Chris Cowan at BermanBraun in Santa Monica. Photo by Ringo Chiu.

In the online video world, YouTube Inc. gave, and for some, YouTube may taketh away.

A year after the San Bruno video streaming site made a play for higher-quality content by doling out $100 million to fund original channels, YouTube announced plans to double down with another investing round – just not for all the same channels.

This month YouTube began rolling out a second wave of funding for its channels, but it is reportedly reupping only 40 percent of the original 100 or so. In Los Angeles, where many of the channels are based, this decision looms large.

YouTube, owned by Google Inc., has not publicly released a list of which channels are making the cut; officials from the company have been gradually dropping word to content creators as to who’s in and who’s out.

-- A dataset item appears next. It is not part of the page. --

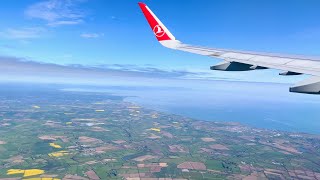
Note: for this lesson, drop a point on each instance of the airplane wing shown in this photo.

Meanwhile, the atmosphere around the YouTube-funded video-makers ranges from uncertainty for the lower-rated channels to confidence for the breakout hits.

“You’re always on pins and needles waiting to hear what’s going to happen,” said Chris Cowan of Santa Monica media company BermanBraun, which has three channels on YouTube. “That’s the game when you’re using somebody else’s money. It comes with the territory, no matter where you are.”

Indeed, this period is causing an uncanny feeling that producers who came from the television side remember all too well.

Cowan worked in television for 20 years before coming to BermanBraun and arrived right after the production company’s channels were picked up by YouTube. He said YouTube hasn’t revealed whether any of the channels – Tasted, a food channel; 3V, which features fitness-related content; and Cinefix, a channel targeting movie fans – will get renewed.

The popularity of the channels might provide a clue. Online video marketing site Blayze Inc., which produces ratings for YouTube’s original channels, places BermanBraun’s content in its lower rungs based on weekly views. But unlike television, where networks primarily make renewal decisions based on Nielsen ratings, YouTube hasn’t outlined any criteria.

A spokeswoman for YouTube declined to comment directly for this article, but said the site plans to retain close relationships with the channels, regardless of whether it will continue funding them.

If the renewal process feels familiar to entertainment industry vets, so much else about the original channel initiative has been uncharted territory for producers as well as YouTube. Their relationship falls into a murky area between financing a production, which expects a quick return on investment, and funding a startup, where profits can come down the road once the company builds up its audience.